After catering an event at Salt Lake Comic Con, co-workers at Utah Food Services filled a manager's office with 20 life-size cardboard cutouts of superheroes. The company's president, Richard "Sully" Sullivan, said he sometimes breaks into song during pitches to prospective patrons.

Co-workers were aghast at first, Sullivan said, but the tactic helped expand the Salt Lake City company's clientele.

"Chicken is chicken and broccoli is broccoli," Sullivan said, "so you have to give them something else."

Despite humor's many benefits, fears that workplace wit will veer off course and damage a company are common.

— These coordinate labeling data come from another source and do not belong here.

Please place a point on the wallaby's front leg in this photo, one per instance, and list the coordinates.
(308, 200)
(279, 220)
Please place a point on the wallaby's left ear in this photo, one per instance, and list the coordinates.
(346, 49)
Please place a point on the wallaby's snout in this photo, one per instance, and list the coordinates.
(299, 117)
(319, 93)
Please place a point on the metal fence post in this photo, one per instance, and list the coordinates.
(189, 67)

Kerr, the Canadian motivational speaker, often hears worries that it will lead colleagues to question one another's professionalism or that "it's going to unleash everybody's inner inappropriate stand-up comedian."

"Of course, that is a concern," he said. "But if you've created a positive, respectful work environment, then the humor is going to be, for the most part, positive and respectful as well."

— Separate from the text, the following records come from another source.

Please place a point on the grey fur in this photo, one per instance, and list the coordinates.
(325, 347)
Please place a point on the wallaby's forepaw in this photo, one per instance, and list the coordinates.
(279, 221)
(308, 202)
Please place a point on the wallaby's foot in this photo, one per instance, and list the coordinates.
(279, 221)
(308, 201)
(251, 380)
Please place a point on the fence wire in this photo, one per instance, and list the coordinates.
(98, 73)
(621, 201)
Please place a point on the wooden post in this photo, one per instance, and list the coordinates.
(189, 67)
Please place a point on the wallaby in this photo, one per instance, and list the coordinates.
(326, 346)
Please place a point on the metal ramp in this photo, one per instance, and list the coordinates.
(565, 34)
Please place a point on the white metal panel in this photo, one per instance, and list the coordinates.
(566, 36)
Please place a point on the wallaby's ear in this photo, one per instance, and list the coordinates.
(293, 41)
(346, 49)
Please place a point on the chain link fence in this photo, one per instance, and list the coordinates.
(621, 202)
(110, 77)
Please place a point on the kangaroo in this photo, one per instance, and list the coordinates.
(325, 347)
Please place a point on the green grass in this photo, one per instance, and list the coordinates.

Kerr said the typical office jokers, in fact, play pivotal roles akin to ancient court jesters.

"They speak uncomfortable truths to power, build team cohesion and even keep corporate history alive by telling stories," he said. "And if you have the odd misstep, don't get too crazy about it. So what? They are worth their weight in gold 98 percent of the time.

"The positives," he said, "outweigh the negatives."